Interpretation Introduction

Interpretation:

The product in each of the given reactions from their ${}^{\text{1}}\text{H}$ NMR spectra is to be identified. An explanation for the observed regioselectivity is to be suggested.

Concept Introduction:

In the ${}^{\text{1}}\text{H}$ NMR spectrum, the number of signals in a spectrum gives information about the type of proton present in the structure of the compound.

The chemical shift of a particular proton in the compound depends on the environment of the proton.

The signal of a particular proton is split by the presence of protons in vicinal position.

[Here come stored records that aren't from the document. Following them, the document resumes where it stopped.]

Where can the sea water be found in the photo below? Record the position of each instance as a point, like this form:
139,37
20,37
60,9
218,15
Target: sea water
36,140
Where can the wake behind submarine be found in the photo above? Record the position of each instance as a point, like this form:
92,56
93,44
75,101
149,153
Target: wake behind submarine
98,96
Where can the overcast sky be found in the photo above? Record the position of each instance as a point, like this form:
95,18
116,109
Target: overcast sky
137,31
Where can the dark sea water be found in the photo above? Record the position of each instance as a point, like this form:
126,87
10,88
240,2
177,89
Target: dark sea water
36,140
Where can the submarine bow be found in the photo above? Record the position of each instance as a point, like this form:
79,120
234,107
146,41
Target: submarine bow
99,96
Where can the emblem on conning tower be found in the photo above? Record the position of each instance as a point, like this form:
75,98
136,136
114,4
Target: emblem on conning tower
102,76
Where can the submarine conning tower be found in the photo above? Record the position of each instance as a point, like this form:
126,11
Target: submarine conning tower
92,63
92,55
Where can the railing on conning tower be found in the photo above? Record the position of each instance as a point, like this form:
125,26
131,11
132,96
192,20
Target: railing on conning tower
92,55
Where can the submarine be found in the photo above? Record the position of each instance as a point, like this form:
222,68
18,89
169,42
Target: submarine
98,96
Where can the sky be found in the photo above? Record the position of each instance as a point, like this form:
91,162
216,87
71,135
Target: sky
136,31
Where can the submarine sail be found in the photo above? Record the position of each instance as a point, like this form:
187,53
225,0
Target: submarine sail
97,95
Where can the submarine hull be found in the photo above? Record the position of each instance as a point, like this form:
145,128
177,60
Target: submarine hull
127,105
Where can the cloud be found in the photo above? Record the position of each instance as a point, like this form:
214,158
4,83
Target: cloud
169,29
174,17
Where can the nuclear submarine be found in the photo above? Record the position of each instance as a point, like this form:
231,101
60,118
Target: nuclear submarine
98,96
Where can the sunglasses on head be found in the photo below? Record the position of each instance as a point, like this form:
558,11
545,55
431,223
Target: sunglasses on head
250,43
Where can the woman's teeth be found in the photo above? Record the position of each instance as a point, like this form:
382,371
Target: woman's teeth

Index of hydrogen deficiency is calculated as

$\text{Index}\text{of}\text{hydrogen}\text{deficiency=}\frac{\text{1}}{\text{2}}\left({\text{C}}_{\text{n}}{\text{H}}_{\text{2n+2}}{\text{-C}}_{\text{n}}{\text{H}}_{\text{x}}\right)$, where $C_n{H}_x$ is the molecular formula of the compound

Presence of electronegative atoms in the structure de-shields the signals from their normal values.

The ideal range for protons in alkanes is $\text{δ}0.9\text{- δ}1.8$; for alcohol it is $\text{δ}0.5\text{- δ}5.0$; and, for aromatic protons it is $\text{δ}6.5\text{- δ}8.5$.

Epoxide rings are readily opened with cleavage of the carbon-oxygen bond when attacked by nucleophiles. Grignard reagents and organ lithium reagents react with epoxides by serving a source of nucleophilic carbon.

The nucleophilic carbon atom in the organometallic reagent attacks on the less substituted (less sterically hindered) carbon atom in the epoxide.

The mechanism resembles and ${\text{S}}_{\text{N}}\text{2}$ reactions.